Bertrand Russell: La pesadilla del psicoanalista
29 de abril de 2009
Ajuste. Una fuga
El destino de los rebeldes es el de fundar nuevas ortodoxias. Cómo acontece esto en el psicoanálisis ha sido persuasivamente expuesto en el libro del doctor Robert Linner Receta para, la rebelión. Se supone que muchos psicoanalistas tienen sus secretas aflicciones. Hubo uno de éstos que, aunque ortodoxo cuando estaba despierto, fue asaltado durante el sueño por la siguiente y muy turbadora pesadilla:
En el vestíbulo del Rotary Club1 del Limbo, presidido desde lugar preeminente por una estatua de Shakespeare, el Comité de los Seis estaba celebrando su reunión anual. El comité estaba así constituido: Hamlet, Lear, Macbeth, Otelo, Antonio y Romeo. Estos seis, mientras aún vivían en la Tierra, habían sido psicoanalizados por el médico de Macbeth, doctor Bombasticus. Macbeth, antes de que el doctor le enseñara a hablar el inglés corriente, había preguntado en el estilo pomposo que se empleaba en aquellos días: —¿No podéis procurar remedio a una mente enferma?

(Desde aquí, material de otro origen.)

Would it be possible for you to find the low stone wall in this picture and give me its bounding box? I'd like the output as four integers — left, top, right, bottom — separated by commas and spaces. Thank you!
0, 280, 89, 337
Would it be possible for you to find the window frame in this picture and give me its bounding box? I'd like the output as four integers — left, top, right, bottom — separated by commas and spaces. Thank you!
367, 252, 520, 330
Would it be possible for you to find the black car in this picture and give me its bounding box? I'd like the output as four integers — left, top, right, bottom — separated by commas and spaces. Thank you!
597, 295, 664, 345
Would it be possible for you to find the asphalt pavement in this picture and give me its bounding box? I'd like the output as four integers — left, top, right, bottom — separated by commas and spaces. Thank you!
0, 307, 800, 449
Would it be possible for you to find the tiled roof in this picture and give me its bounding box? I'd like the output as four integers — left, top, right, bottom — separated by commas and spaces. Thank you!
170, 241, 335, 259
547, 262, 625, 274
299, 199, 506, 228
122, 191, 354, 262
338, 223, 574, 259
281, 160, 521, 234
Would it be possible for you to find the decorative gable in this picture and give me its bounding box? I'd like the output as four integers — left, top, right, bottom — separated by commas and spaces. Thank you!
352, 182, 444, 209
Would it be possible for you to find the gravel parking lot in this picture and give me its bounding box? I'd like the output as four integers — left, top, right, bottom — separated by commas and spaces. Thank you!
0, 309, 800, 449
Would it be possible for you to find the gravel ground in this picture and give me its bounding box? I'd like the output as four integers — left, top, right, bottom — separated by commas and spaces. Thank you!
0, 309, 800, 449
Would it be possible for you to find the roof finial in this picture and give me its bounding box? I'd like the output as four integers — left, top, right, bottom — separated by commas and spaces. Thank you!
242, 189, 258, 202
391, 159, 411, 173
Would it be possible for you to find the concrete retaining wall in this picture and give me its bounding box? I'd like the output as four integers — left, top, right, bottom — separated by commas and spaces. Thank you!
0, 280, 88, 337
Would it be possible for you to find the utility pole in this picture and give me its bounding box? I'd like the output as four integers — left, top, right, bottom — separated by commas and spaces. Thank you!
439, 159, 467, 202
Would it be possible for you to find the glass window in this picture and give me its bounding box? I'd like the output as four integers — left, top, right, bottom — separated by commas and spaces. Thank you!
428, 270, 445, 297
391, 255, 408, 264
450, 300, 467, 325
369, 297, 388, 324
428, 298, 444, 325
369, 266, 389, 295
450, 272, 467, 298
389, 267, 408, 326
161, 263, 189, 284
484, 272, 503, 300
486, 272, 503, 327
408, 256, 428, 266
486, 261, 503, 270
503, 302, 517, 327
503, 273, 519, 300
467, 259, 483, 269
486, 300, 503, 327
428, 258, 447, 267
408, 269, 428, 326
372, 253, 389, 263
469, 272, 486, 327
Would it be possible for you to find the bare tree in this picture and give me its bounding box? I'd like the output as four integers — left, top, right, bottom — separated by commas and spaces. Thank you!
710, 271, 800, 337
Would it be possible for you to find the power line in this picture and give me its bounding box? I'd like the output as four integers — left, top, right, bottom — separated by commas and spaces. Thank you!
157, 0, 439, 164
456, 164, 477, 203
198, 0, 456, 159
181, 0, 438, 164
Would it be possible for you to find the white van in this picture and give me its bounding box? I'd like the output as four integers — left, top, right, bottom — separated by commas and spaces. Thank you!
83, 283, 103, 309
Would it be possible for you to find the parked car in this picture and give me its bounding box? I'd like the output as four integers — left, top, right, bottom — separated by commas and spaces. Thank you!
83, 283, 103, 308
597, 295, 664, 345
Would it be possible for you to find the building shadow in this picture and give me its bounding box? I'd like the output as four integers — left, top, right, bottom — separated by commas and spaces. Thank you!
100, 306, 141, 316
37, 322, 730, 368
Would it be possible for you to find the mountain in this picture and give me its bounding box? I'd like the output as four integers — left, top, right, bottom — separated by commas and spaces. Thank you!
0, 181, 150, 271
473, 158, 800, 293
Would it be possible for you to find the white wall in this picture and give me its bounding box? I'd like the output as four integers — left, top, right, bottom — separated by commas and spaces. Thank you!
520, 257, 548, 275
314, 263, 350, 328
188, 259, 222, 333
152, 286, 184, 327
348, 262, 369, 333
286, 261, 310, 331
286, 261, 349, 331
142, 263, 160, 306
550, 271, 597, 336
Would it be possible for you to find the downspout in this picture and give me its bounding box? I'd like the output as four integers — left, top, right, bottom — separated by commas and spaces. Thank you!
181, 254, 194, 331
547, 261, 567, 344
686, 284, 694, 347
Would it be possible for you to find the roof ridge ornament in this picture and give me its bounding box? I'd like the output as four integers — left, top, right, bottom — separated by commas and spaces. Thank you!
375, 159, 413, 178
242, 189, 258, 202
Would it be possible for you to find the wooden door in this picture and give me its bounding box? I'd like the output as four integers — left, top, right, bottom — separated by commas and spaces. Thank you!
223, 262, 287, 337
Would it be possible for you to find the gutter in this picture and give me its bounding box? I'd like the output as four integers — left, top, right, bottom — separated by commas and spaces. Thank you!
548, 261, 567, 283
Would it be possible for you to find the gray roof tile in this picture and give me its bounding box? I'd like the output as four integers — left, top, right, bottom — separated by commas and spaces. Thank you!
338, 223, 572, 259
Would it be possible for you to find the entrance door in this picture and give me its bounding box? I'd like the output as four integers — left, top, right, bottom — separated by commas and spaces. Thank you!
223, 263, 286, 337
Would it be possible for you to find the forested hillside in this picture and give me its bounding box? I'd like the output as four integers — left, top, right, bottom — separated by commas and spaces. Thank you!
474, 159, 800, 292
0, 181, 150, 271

—Sí, por supuesto, puedo hacerlo. Tan sólo es preciso que os echéis en mi sofá y habléis, y yo os oiré a razón de una guinea por minuto.
Macbeth accedió inmediatamente, y los otros cinco accedieron en ocasiones diferentes.
Macbeth dijo cómo una vez tuvo veleidades homicidas, y cómo vio en un largo sueño todo lo que relata Shakespeare. Afortunadamente, encontró a tiempo al doctor y éste le explicó que veía a Duncan como un padre arquetípico y a lady Macbeth como una madre de igual índole. Con alguna dificultad, el doctor le persuadió de que, en realidad, Duncan no era su padre, y de ese modo llegó a ser un súbdito leal. Malcolm y Donalbain murieron jóvenes, y Macbeth alcanzó la sucesión debidamente. Permaneció fiel a lady Macbeth, y ambos emplearon sus días en buenas obras. Él impulsó la institución de los niños exploradores, y ella abrió bazares. Él vivió hasta una edad muy avanzada respetado por todos, excepción hecha del portero.
En este momento, la estatua, que llevaba un gramófono en su interior, hizo la siguiente observación: «Nuestros días idos han iluminado el camino de los necios hacia una muerte polvorienta.»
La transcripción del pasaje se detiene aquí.